La vittoria in Iraq di forze non amichevoli verso l’Iran si deve considerare sullo sfondo della decisione di Trump di ritirarsi dal Jcpoa e ripristinare le sanzioni economiche. Questa decisione ha rafforzato la volontà israeliana di contrastare la presenza e la minaccia iraniana che vengono dallo stanziamento militare di Teheran in Siria. Al tempo stesso si avverte che la Russia appoggerà il movimento di difesa dello Jcpoa assieme agli europei, ma non farà troppo per contrastare l’indebolimento dell’Iran nella regione.

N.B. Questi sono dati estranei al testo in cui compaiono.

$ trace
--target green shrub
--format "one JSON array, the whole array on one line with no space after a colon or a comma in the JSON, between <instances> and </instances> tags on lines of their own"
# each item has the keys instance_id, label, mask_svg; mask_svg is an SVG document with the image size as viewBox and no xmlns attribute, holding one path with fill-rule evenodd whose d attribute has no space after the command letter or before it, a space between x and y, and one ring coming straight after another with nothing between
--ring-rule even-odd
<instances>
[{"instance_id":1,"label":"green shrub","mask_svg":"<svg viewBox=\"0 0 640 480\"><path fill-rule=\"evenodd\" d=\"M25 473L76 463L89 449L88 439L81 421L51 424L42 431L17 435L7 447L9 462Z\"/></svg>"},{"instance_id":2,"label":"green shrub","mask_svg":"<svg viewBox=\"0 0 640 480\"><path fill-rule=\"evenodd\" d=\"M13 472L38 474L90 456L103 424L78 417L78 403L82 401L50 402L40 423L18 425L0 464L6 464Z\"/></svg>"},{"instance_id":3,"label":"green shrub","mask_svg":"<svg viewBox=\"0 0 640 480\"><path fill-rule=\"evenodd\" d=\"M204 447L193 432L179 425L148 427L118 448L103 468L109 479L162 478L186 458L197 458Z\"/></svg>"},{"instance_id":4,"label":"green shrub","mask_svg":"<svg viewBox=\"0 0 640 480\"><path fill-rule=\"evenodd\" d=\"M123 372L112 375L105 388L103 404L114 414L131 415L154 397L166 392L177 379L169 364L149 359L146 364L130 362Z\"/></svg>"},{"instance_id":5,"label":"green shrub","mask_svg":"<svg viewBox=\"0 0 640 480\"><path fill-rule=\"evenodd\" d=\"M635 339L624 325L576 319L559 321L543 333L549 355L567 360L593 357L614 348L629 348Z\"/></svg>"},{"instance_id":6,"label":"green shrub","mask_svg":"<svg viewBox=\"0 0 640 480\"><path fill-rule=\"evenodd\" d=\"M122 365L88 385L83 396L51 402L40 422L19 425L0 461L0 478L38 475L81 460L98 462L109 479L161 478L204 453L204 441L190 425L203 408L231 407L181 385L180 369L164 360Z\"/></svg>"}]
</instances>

Per quanto riguarda Israele, la settimana scorsa l’ultima delle diverse schermaglie aeree fra Israele e le forze iraniane in Siria si è conclusa con una seria decimazione dello schieramento iraniano mostrando che le risposte israeliane, grazie al dominio dei cieli, possono fermare l’Iran non solo sulla strada al Mediterraneo ma poi anche su quella all’arma atomica. La prodezza militare delle forze armate iraniane e delle sue legioni straniere, arrivata fin sotto l’ambito obbiettivo di Gerusalemme, potrebbe aver ironicamente iniziato a rivelare i suoi piedi di fango, con grave rischio della classe dirigente khomeinista.

D’altra parte, la decisione Usa di ritirarsi dallo Jcpoa, in generale non è apparsa il modo più efficace per fermare l’espansionismo regionale iraniano, che è l’obbiettivo di fondo di Trump. Vero è però che le sanzioni americane sono un pugno allo stomaco dell’economia iraniana e quindi alle ambizioni regionali e militari di Teheran. Ma è anche vero che malgrado questo pugno la classe dirigente di Teheran potrebbe sopravvivere se la sua influenza regionale restasse in piedi o continuasse a rafforzarsi sul piano politico e ideologico.

Se questa influenza invece si indebolisce, l’espansionismo iraniano difficilmente potrebbe reggere l’urto delle sanzioni. Le elezioni irachene appaiono come un segno di declino dell’influenza regionale iraniana. Questo declino e la politica di Trump verso l’Iran potrebbero rafforzarsi a vicenda e le cose per Teheran potrebbero allora cambiare. Il risultato delle elezioni irachene non è solo un buon segno per il rafforzamento della democrazia di questo Paese ma anche per il contrasto all’espansionismo di Teheran e alla destabilizzazione che ne deriva per l’intera regione.